Exposure to organophosphate and polybrominated diphenyl ether flame retardants via indoor dust and childhood asthma.

Although the ubiquitous detection of polybrominated diphenyl ether (PBDE) and organophosphate flame retardants (PFRs) in indoor dust has raised health concerns, only very few epidemiological studies have assessed their impact on human health. Inhalation of dust is one of the exposure routes of FRs, especially in children and can be hazardous for the respiratory health. Moreover, PFRs are structurally similar to organophosphate pesticides, which have been associated with allergic asthma. Thus, we investigated whether the concentrations of PFRs and PBDEs in indoor dust are associated with the development of childhood asthma.
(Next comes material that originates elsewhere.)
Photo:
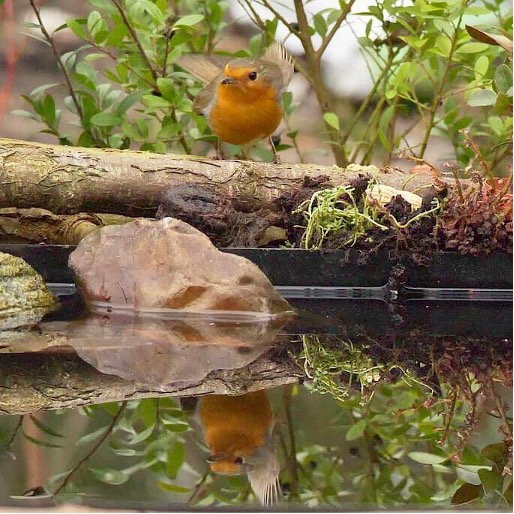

We selected 110 children who developed asthma at 4 or at 8 years old and 110 matched controls from a large prospective birth cohort (BAMSE - Barn, Allergy, Milieu Stockholm Epidemiology). We analyzed the concentrations of 7 PFRs and 21 PBDEs in dust collected around 2 months after birth from the mother's mattress. The abundance rank in dust was as follows: TBOEP⪢TPHP>mmp-TMPP>EHDPHP~TDCIPP>TCEP~TCIPP~BDE-209⪢BDE-99>BDE-47>BDE-153>BDE-183>BDE-100. There was no positive association between the FRs in mattress dust and the development of childhood asthma. In contrast, dust collected from mattresses of the mothers of children who would develop asthma contained significant lower levels of TPHP and mmp-TMPP. This study provides data on a wide range of PFRs and PBDEs in dust samples and development of asthma in children.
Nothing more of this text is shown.